En Seúl, Corea del Sur, una mujer de 21 años, quedó en prisión preventiva y fue enviada a la Fiscalía acusada de asesinato. ¿El dato clave? Su propio historial en ChatGPT, donde habría consultado cómo actúan las benzodiazepinas mezcladas con alcohol antes de los hechos ocurridos el 28 de enero y el 9 de febrero en moteles de Gangbuk.
Pista digital
Los ratis coreanos revisaron su teléfono y encontraron preguntas directas: “¿Qué pasa si se toman pastillas para dormir con alcohol?”, “¿Puede causar la muerte?”. La herramienta respondió con advertencias, y aun así, según la investigación, la mujer siguió Y además, habría ajustado la dosis tras el primer caso.
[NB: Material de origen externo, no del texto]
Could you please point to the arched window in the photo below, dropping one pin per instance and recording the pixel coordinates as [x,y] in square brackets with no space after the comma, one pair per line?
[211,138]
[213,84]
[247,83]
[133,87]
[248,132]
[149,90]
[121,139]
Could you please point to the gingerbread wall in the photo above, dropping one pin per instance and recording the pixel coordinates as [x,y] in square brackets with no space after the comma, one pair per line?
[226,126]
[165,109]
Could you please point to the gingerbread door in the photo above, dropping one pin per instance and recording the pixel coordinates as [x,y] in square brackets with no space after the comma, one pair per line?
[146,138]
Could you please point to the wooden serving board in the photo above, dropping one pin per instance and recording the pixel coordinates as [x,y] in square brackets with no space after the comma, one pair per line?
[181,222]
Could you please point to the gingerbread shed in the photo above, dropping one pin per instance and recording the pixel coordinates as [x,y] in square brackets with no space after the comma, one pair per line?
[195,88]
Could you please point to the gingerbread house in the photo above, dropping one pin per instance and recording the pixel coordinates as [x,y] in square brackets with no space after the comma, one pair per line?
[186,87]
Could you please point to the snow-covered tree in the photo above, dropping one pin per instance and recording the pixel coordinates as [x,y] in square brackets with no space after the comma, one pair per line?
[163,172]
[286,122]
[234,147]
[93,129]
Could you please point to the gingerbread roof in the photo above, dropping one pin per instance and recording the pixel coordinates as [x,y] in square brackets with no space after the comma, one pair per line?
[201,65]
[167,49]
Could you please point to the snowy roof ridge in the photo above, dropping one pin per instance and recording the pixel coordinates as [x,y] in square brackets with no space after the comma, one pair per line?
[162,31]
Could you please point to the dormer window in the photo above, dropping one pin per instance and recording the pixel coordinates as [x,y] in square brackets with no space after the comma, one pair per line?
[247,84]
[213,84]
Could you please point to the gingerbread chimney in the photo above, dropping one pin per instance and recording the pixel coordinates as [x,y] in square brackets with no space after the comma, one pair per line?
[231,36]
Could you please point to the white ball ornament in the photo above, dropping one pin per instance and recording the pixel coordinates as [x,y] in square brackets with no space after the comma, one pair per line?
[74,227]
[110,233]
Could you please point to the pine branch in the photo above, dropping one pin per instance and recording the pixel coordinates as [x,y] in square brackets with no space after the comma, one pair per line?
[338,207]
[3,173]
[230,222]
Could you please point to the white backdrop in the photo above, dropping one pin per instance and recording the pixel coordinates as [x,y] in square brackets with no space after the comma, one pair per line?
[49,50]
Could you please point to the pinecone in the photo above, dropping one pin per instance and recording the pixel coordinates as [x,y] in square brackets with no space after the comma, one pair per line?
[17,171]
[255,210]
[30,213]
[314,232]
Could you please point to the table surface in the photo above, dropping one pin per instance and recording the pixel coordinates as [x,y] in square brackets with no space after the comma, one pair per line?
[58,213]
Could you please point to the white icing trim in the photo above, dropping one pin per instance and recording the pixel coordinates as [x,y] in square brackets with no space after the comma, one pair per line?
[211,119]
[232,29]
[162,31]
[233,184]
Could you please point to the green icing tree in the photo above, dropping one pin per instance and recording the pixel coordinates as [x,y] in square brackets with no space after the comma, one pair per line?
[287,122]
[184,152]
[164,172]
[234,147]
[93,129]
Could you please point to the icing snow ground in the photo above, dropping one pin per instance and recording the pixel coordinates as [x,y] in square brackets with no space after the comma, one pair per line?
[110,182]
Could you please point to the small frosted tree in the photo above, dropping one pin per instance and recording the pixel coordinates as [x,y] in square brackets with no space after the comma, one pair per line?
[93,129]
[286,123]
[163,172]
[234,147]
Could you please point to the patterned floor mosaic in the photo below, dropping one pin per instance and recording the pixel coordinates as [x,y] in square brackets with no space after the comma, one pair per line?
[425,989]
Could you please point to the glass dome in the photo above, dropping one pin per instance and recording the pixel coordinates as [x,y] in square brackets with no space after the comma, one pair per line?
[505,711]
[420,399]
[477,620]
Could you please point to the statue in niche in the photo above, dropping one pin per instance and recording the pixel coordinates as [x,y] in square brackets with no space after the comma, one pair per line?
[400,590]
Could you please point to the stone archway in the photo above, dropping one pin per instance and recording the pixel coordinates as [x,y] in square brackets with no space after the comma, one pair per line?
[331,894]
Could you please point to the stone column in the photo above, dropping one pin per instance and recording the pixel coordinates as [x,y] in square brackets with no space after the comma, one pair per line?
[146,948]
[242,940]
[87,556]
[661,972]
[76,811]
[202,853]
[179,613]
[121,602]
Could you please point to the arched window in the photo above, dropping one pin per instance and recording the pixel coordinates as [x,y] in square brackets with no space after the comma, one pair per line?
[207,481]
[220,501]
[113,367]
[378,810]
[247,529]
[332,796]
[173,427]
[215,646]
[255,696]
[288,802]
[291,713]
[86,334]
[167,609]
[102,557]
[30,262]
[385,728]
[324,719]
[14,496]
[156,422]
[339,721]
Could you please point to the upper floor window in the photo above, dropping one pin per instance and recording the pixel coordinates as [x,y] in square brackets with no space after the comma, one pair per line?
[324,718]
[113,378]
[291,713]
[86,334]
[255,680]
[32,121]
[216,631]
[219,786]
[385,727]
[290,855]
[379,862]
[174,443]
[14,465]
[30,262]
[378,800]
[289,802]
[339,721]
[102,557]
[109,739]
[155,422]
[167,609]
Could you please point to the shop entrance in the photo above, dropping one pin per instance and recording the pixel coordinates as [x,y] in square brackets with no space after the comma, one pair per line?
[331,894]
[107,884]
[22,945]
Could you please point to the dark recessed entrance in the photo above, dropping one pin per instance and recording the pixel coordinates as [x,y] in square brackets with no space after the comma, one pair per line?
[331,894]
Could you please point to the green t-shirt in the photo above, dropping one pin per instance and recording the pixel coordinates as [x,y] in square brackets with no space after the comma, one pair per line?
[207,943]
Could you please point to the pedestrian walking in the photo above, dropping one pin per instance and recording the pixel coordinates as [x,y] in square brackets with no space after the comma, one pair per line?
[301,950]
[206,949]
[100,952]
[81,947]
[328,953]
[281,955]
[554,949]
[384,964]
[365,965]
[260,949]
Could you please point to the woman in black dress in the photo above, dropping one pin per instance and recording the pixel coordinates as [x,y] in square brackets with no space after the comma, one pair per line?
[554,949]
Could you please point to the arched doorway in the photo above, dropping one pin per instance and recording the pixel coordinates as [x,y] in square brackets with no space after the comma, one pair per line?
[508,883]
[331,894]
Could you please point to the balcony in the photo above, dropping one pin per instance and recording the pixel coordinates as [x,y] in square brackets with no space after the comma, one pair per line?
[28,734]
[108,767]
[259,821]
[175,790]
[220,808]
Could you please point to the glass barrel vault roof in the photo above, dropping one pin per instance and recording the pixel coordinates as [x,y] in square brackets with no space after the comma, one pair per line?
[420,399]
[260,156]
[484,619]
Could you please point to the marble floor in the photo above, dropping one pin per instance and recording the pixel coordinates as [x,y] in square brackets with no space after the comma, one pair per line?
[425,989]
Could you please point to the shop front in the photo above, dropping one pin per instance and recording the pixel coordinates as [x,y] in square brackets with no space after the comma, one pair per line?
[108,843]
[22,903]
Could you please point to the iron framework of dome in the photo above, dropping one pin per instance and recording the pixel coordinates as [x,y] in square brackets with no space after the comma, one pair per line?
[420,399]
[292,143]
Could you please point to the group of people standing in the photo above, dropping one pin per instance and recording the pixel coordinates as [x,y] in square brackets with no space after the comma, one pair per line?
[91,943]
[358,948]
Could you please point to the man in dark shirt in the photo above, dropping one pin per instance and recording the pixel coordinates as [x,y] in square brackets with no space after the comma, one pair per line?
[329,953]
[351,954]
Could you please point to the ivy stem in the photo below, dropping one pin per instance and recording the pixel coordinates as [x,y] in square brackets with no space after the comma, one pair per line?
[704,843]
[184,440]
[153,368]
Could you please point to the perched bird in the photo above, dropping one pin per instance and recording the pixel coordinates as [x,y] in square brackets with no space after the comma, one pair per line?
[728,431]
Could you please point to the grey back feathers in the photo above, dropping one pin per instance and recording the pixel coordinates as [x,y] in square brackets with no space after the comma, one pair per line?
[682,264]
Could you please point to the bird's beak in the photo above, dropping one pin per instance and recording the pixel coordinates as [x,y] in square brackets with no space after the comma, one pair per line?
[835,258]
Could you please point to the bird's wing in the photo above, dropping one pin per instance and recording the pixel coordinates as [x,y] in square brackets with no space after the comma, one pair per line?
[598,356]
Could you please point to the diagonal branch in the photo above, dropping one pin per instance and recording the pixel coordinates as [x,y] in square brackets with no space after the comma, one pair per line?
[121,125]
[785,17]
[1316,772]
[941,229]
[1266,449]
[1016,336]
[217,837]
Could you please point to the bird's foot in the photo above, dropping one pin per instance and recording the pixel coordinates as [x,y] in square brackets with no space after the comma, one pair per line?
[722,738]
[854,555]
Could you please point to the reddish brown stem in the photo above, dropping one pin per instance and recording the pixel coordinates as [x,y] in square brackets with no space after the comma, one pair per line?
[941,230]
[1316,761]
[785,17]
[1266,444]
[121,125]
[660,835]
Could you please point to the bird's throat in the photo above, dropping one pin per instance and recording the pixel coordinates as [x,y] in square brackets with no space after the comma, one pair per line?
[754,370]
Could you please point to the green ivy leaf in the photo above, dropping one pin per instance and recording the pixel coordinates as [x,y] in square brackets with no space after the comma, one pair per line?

El 28 de enero, a las 21:24, la presunte asesina, de apellido Kim, ingresó con un joven a un motel en Suyu-dong. Horas después, salió sola. Al día siguiente, el hombre fue hallado muerto sobre la cama. Dos semanas más tarde, el mismo patrón, distinto motel, mismo desenlace. Para la policía, no fue coincidencia, fue conducta repetida.
Cambio de carátula
Inicialmente, la causa apuntaba a muerte por lesiones. Sin embargo, tras el análisis forense del celular y el cruce de horarios con las búsquedas en ChatGPT, la fiscalía recalificó el caso como homicidio con premeditación.
La sospechosa admitió haber mezclado la medicación psiquiátrica en bebidas para la resaca, aunque negó intención de matar.
Aquí no hubo arma humeante, hubo historial en la nube. Y en tiempos donde todo deja rastro, la investigación no solo miró cámaras y testigos, también leyó algoritmos. La tecnología puede revelar lo que alguien pensó antes de cometerlos. Y eso, en esta historia, pesó más que cualquier coartada.
La información fue publicada por The Korea Herald y confirmada por la policía local.